A Informática Educativa: um processo construído por todos

O computador vem adquirindo um espaço crescente em nossas vidas. O mundo virtual e a utilização da máquina como facilitadora de nossas produções vem aumentando constantemente à medida que adquirimos a técnica de utilização das ferramentas.
No contexto escolar não é diferente. Cada vez mais temos na escola a introdução da informática. Alguns anos atrás ainda era necessário justificar a utilização do computador na escola, porém atualmente temos muitas produções que formam um consenso sobre isto. No entanto, o que hoje causa necessidade de se pensar é a forma com que esta introdução vem acontecendo.
No Brasil, a utilização do computador na educação iniciou-se na década de 70 com algumas experiências em universidades (USP, UFRJ e UFRGS), aonde o principal desafio era utilizar o computador de forma interativa. No final da década de 80, o país já possuía uma rica base teórica sobre informática educativa. De lá para cá os debates e os estudos continuam buscando sempre a melhor forma de utilizar o computador como recurso didático.
No início da introdução da informática nas escolas o principal objetivo era demonstrar que estas encontravam-se na era da modernidade. Mas como seria esta aula? Quem poderia assumir esta responsabilidade? Inicialmente foram contratados profissionais mais técnicos que iriam ensinar informática. Porém, as aulas eram totalmente descontextualizadas e sem nenhuma ligação com os conteúdos trabalhados pelos alunos nas disciplinas.
Com o passar do tempo as escolas perceberam o potencial didático-pedagógico da ferramenta e passaram a introduzir a Informática Educativa, que não só aproxima os alunos das novas tecnologias como utiliza o computador como ferramenta de apoio às disciplinas lecionadas.
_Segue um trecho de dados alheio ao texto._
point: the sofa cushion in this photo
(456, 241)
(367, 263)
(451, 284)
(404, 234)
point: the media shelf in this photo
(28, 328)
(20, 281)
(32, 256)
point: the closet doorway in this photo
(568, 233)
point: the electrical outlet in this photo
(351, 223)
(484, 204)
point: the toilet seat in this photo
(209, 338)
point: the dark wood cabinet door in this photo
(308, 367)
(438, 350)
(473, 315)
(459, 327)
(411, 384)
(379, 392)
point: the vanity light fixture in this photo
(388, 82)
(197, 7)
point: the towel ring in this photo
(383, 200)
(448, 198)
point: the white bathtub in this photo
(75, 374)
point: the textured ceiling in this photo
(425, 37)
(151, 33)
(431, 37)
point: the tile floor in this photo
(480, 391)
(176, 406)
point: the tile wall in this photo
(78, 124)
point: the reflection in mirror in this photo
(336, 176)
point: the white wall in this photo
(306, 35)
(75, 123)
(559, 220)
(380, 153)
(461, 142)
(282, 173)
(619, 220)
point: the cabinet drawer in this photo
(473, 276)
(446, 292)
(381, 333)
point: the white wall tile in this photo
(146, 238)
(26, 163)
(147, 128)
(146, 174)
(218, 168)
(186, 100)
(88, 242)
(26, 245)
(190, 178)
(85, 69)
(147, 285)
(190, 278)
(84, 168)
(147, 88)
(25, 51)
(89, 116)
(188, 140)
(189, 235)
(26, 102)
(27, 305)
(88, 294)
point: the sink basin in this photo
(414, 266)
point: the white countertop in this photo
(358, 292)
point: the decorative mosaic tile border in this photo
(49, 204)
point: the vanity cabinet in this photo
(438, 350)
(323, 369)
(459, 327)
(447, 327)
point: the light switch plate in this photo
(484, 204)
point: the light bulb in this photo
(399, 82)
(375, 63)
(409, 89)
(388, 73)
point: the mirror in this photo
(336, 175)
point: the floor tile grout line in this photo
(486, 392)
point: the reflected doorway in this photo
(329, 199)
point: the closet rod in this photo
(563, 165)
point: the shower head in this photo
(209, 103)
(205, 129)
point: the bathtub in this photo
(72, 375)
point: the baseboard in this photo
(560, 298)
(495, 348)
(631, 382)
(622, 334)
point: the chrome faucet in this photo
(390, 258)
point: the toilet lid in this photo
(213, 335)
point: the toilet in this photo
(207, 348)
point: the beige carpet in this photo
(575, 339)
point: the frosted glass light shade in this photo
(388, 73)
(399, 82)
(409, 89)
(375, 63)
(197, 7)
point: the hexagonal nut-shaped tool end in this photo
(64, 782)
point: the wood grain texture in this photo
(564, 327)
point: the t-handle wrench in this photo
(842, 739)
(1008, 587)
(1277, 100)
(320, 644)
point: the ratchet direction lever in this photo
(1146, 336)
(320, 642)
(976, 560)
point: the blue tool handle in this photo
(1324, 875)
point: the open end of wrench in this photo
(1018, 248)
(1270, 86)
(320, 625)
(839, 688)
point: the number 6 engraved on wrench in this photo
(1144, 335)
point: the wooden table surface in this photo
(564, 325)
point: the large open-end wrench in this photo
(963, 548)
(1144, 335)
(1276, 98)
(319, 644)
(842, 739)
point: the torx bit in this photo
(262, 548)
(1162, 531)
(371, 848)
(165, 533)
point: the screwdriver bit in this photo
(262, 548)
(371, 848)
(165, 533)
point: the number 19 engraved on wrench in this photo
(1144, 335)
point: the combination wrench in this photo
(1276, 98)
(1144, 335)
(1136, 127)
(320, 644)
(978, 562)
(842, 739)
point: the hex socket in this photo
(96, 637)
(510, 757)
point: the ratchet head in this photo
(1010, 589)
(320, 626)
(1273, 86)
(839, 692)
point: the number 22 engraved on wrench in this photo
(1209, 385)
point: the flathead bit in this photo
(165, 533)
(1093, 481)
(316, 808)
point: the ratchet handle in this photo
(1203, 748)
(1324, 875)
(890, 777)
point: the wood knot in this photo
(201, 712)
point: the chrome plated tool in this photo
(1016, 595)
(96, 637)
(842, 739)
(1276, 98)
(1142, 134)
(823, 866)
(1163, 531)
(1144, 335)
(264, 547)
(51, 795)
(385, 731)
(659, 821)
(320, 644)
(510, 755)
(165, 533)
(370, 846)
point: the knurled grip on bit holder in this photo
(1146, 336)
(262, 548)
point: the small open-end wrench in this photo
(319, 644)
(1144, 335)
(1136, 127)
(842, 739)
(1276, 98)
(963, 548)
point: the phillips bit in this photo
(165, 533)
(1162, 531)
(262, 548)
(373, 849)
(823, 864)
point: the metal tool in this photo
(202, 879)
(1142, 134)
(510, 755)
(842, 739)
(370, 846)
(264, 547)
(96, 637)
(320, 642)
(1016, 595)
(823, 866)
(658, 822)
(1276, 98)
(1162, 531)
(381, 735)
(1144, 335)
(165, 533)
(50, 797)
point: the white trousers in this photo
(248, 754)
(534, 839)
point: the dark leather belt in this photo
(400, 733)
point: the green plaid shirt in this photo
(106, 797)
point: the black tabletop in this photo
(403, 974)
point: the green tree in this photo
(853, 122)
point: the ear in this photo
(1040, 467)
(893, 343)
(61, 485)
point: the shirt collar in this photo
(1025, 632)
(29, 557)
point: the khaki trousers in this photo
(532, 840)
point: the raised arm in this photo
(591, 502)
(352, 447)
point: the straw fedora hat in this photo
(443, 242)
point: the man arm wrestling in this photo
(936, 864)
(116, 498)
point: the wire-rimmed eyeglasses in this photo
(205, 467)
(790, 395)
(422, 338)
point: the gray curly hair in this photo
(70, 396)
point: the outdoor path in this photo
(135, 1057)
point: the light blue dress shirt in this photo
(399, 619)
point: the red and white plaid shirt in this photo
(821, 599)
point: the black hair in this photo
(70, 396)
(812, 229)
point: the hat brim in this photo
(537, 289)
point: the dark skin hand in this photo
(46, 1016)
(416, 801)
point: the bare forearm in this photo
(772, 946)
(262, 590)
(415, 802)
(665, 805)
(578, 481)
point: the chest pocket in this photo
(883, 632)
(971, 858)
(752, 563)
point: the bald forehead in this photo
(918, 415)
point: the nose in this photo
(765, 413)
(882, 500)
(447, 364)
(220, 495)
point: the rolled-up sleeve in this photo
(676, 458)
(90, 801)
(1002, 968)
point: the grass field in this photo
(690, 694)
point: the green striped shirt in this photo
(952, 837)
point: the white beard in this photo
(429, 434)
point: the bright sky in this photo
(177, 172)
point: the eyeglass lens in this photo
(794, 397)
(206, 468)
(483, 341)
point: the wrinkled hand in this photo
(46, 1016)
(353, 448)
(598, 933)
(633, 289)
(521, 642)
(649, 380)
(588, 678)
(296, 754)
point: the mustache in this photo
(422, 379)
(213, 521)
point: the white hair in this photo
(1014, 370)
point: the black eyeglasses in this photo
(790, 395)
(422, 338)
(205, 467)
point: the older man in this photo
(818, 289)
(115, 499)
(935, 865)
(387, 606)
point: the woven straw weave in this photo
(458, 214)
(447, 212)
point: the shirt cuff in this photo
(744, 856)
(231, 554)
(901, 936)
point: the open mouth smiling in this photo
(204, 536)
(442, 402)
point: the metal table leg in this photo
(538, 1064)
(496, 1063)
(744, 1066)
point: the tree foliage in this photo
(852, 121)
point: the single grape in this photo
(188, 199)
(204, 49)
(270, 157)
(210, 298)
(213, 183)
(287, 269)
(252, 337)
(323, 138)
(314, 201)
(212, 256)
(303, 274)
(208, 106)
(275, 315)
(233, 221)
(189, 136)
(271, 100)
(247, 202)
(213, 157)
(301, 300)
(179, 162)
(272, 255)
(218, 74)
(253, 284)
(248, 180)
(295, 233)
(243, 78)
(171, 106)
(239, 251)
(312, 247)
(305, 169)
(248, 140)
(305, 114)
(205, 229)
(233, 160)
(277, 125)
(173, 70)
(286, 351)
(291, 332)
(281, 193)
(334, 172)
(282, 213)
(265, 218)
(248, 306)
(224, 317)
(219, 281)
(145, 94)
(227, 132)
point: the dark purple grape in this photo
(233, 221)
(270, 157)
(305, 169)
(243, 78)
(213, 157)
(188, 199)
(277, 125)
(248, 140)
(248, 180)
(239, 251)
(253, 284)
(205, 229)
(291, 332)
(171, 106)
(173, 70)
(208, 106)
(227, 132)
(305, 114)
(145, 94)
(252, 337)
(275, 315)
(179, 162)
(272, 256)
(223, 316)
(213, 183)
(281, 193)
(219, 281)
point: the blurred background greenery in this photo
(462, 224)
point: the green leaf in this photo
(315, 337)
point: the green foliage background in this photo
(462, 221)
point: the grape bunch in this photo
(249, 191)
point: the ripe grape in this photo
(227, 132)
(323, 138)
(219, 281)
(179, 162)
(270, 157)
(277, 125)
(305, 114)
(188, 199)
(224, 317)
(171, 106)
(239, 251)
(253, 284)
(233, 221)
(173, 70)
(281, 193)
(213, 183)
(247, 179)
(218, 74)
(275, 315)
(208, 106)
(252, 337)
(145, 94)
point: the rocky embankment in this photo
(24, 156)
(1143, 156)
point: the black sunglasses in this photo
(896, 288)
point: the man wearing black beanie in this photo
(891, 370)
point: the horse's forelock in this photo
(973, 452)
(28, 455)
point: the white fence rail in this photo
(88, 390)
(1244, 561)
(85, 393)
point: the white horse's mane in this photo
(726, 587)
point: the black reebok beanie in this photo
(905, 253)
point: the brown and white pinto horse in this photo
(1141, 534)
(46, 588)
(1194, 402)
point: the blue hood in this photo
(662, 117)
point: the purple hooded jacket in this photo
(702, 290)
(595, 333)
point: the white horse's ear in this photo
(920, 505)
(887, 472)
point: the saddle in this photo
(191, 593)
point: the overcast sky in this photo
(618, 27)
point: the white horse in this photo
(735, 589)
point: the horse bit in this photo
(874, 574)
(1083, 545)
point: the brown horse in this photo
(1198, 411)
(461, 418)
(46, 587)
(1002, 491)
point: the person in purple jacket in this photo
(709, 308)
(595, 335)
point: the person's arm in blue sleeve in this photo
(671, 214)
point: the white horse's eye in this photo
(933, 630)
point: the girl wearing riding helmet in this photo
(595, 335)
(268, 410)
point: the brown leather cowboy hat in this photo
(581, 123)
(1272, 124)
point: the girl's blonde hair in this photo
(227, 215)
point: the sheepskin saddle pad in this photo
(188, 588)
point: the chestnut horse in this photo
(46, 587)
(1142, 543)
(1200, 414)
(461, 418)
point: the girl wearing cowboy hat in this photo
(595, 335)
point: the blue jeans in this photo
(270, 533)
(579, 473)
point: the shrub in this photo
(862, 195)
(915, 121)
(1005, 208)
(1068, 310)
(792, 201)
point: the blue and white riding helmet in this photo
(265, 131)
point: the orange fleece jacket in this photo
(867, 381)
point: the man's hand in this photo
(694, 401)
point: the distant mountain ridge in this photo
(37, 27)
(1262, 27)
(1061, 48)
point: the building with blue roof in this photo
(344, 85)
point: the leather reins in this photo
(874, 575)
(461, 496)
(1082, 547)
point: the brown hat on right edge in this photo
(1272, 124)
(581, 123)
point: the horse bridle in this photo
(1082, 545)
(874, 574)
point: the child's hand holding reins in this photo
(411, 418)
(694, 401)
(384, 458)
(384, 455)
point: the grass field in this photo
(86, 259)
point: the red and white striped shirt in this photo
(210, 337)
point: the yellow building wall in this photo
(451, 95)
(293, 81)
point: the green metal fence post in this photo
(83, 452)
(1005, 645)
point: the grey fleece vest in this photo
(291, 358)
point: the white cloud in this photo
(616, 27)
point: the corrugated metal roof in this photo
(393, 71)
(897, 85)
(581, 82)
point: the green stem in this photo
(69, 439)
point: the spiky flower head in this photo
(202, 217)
Ainda assim, sabe-se que a globalização exige um conhecimento holístico da realidade e quando se coloca a informática apenas como uma disciplina, colocando-a em uma sala, com um horário fixo e a responsabilidade apenas para um único professor, estamos fragmentando o conhecimento e criando fronteiras de conteúdo e da prática. Nesse contexto, a introdução da informática educativa não objetivaria a interdisciplinaridade na escola?
A partir desta realidade é essencial que o professor reflita, repense seu papel, sua prática e desenvolva novas ações, que não só permitam que ele possa lidar com essa nova realidade, mas também, que o auxilie a construí-la na escola. Então, sendo ele um agente transformador, deve assumir o papel de facilitador da construção do conhecimento do aluno e não somente um transmissor de informações. Não se trata de transformar todo o corpo docente em especialistas em informática educativa, mas criarmos condições para que todos se apropriem da utilização gradualmente dos recursos informatizados e assim criarmos novas possibilidades de utilização educacional destes recursos.